Increasing and maintaining rates of standardized depression screening in youth with childhood-onset systemic lupus erythematosus in a pediatric rheumatology clinic

Pediatr Rheumatol Online J. 2025 Jan 4;23(1):3. doi: 10.1186/s12969-024-01038-3.

Abstract

Background: Depression adversely affects health outcomes in patients with childhood-onset systemic lupus erythematous (cSLE). By identifying patients with depressive symptoms, we can intervene early with referrals to mental health resources and improve outcomes. The aim of our quality improvement project was to increase and maintain rates of standardized depression screening for youth with cSLE seen within our pediatric rheumatology clinic.

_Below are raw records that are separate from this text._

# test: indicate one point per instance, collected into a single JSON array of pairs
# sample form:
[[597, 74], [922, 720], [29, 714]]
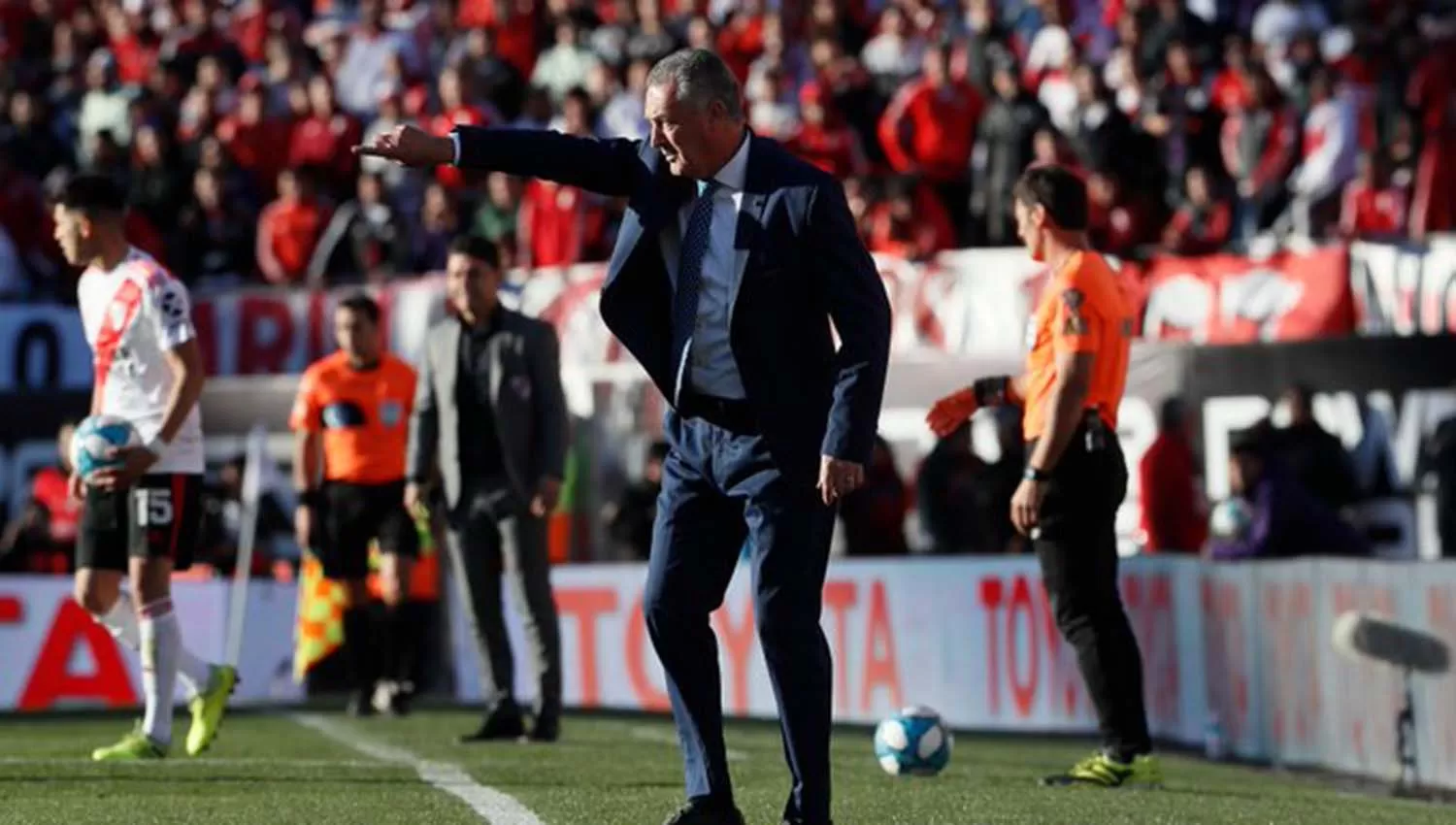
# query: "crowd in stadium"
[[232, 122]]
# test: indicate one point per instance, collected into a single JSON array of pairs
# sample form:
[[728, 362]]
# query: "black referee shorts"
[[354, 515], [1076, 547], [160, 516]]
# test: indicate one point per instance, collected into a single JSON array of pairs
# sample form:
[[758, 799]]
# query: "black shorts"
[[157, 518], [352, 515]]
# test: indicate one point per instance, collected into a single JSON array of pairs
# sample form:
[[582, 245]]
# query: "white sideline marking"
[[666, 738], [491, 805], [201, 763]]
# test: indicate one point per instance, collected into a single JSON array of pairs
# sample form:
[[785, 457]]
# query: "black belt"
[[734, 414]]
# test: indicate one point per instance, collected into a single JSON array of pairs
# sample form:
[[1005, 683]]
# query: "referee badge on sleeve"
[[390, 412]]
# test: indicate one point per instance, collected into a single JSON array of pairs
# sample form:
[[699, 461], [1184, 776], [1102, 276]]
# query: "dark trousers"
[[1076, 544], [492, 536], [718, 489]]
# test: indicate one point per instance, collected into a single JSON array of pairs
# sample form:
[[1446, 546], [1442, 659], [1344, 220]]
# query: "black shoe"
[[361, 705], [546, 729], [495, 728], [707, 812]]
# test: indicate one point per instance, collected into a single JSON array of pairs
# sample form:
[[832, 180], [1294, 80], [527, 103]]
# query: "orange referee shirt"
[[363, 414], [1082, 311]]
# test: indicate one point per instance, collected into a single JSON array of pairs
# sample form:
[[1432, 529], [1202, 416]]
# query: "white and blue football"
[[1231, 518], [913, 742], [95, 437]]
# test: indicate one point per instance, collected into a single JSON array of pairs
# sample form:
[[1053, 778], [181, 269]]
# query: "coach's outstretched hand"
[[410, 146]]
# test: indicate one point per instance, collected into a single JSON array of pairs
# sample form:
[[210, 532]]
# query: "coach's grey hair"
[[701, 78]]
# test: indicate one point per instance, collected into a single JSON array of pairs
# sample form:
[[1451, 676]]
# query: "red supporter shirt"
[[558, 224], [833, 148], [941, 125], [325, 142], [1173, 516], [290, 232], [52, 490], [1366, 210]]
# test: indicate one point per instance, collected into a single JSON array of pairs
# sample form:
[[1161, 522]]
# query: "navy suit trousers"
[[718, 489]]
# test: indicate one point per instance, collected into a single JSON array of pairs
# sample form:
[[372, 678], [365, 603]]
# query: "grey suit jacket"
[[526, 395]]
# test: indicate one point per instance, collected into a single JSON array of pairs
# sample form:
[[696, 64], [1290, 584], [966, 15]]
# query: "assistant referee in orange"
[[351, 423], [1076, 475]]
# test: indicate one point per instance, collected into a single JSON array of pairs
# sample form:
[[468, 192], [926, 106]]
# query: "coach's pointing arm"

Methods: Patients with cSLE 12 years of age or older seen for routine follow-up at our pediatric rheumatology clinic from September 16, 2019, through December 30, 2022, were offered the Patient Health Questionnaire-9 modified for adolescents (PHQ-A) to screen for depressive symptoms. A multidisciplinary team developed a key driver diagram to plan potential interventions to improve rates of screening. Plan‒Do‒Study‒Act (PDSA) cycles were used to prepare, implement, and evaluate interventions. Notable interventions focused on accurately identifying eligible patients, facilitating bidirectional communication between staff, and integrating and automating screening within the electronic health record (EHR). Statistical process control (SPC) methods were used for data analysis.

Results: The percentage of eligible patient encounters where depression screening was completed increased from 0 to 81% and was maintained for more than 6 months. This represents special cause variation, as evidenced by data shifts on our statistical process control chart. Among the 592 patients who completed depression screens, 114 (17%) were positive for moderate to severe symptoms, and 59 (9%) were positive for suicidal ideation (SI).

Conclusions: A high rate of standardized depression screening for youth with cSLE was achieved and maintained via integration and automation within our EHR. Establishing a highly reliable screening system is a critical first step in improving mental health care for this vulnerable population of youth.

Keywords: Childhood onset systemic lupus erythematosus; Depression; Quality improvement; Screening.